I must ask the question to myself over and over again, almost daily. *How much practice is enough practice for my students?* Today I struggled as a math teacher. Writing this post hurts my heart a little. I am wrestling with a new math series, trying to give it a try to have it be at fidelity while still balancing the needs of my classroom.

We all have learners that fall on the spectrum of different levels of understanding regarding the learning target. I am prepared for that daily. What sometimes gets me though, is the way that our new math series assigns a number of problems to a student. In one math lesson, the students are to solve 6 review problems, a large hands on problem, 30-35 independent practice problems from the book and a 20 problem homework page.

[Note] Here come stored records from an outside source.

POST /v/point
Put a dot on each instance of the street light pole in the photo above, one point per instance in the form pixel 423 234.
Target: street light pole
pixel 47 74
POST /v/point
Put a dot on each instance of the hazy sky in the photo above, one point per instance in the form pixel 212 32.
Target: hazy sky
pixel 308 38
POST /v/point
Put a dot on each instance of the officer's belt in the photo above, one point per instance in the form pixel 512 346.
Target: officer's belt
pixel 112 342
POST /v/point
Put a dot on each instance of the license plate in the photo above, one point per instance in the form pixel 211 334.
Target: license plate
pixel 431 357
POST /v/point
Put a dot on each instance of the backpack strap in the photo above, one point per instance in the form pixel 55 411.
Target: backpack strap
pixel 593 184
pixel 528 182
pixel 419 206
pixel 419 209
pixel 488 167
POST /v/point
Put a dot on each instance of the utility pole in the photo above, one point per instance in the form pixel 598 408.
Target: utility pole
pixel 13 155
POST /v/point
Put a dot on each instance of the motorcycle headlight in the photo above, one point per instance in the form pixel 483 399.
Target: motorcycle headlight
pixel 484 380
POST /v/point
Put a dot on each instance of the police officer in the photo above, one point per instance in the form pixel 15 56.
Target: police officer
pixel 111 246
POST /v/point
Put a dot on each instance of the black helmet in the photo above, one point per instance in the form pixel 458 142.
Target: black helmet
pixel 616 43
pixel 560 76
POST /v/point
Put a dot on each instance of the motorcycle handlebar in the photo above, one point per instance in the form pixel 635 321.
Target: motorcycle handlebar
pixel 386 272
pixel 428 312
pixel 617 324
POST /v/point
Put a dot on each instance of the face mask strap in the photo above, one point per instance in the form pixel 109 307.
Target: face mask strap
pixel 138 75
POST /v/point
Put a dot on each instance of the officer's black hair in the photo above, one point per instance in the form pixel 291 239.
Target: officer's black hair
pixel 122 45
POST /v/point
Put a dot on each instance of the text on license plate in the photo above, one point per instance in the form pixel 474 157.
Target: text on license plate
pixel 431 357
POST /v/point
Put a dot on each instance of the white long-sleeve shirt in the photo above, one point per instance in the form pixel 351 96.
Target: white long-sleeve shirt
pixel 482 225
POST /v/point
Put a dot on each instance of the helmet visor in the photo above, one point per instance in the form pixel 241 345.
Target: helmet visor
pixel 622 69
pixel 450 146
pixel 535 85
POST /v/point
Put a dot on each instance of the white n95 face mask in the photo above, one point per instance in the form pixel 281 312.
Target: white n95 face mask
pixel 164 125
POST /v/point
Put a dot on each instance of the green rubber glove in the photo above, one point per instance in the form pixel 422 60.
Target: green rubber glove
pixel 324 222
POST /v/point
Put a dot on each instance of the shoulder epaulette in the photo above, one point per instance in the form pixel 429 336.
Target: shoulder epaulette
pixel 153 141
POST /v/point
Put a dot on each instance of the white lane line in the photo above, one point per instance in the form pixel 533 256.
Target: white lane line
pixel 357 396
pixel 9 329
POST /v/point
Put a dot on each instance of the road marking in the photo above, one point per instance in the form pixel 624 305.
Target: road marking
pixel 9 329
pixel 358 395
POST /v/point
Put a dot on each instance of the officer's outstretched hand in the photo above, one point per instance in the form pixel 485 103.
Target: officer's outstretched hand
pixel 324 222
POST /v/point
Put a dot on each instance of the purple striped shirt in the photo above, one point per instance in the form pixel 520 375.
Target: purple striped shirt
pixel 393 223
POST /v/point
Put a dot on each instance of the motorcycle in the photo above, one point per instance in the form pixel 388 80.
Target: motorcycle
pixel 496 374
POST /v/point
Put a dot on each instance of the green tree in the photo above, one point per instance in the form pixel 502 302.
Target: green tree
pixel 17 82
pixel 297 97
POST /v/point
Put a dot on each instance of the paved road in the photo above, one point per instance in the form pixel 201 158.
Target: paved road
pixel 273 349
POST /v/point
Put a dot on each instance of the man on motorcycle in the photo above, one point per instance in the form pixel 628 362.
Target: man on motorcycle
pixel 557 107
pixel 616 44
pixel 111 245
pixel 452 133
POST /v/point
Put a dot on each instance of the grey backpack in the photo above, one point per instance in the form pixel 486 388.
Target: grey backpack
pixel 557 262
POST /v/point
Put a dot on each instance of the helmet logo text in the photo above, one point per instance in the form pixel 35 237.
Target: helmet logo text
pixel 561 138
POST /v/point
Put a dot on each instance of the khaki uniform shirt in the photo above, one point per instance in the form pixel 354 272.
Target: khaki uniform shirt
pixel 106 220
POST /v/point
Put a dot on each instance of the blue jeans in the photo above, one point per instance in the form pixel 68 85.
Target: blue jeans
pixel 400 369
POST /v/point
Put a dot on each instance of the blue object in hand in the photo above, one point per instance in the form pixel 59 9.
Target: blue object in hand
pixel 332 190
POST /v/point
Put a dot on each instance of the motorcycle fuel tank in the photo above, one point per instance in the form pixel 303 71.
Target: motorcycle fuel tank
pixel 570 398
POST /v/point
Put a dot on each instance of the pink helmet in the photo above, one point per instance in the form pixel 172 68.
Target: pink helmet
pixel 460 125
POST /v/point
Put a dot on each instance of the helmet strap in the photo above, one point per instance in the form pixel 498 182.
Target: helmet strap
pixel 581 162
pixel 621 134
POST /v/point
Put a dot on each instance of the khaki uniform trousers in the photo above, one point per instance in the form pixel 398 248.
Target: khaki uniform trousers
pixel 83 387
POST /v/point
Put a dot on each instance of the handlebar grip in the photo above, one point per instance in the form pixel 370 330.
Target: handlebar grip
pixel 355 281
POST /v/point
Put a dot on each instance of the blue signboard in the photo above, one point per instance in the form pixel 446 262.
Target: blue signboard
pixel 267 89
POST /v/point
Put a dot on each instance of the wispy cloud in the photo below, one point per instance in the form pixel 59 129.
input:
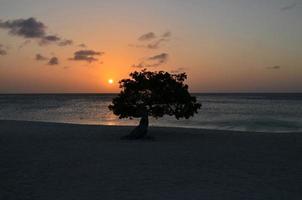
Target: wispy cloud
pixel 276 67
pixel 32 29
pixel 82 45
pixel 40 57
pixel 178 70
pixel 290 6
pixel 86 55
pixel 153 61
pixel 3 50
pixel 53 61
pixel 147 36
pixel 154 41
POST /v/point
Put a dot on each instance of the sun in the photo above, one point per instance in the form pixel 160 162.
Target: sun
pixel 110 81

This is absurd in my mind for two reasons:

1. The students who understood the learning target, certainly don’t need to do it 50+ times.

2. The students who didn’t understand the learning target, absolutely CAN’T do it 50+ times.

This is what the book page looked like (only the bottom half):

We are only beginning division. Asking students to learn the concept of division, and then 3 days later have them divide by 8 and 9 is just crazy. I know that as their math teacher, I can step in and give modified assignments, lessen the number of problems and the level of difficulty. I know that is why I am the professional in front of them, giving them what their brain needs. But this isn’t just this particular lesson this particular day, it is just about every lesson, just about every day. Having to modify everything can be exhausting, and it makes those struggling students feel sad that they can’t do it all.

Why do math textbooks have this almost mindless repetition for students who get it, and then induce pure panic in those that don’t? Watching students who struggle try to answer even one problem is heartbreaking, leaving them feeling broken when they see that there are 29 more to go.

This is why I’ve gone away from the traditional model of math, in favor of deeper problem solving and a more project based feel. Watching student’s faces drain of the love of math is totally heartbreaking and I really can’t do it anymore. Math is an amazing, beautiful subject and I know I can help my students grow. I can prove it with data, and I can prove that I don’t need to do it with endless worksheets.

Even with a new math series that led us to believe that things would feel different, I am realizing that being an effective teacher and lifelong math learner is truly the only way to help students grow. There is no magic textbook, no perfect program. Instead, we must search and find the best tools, and tailor our instruction to every student at every level.

I hope you can share the best ways that you know how to do this with me (all of us!) as well.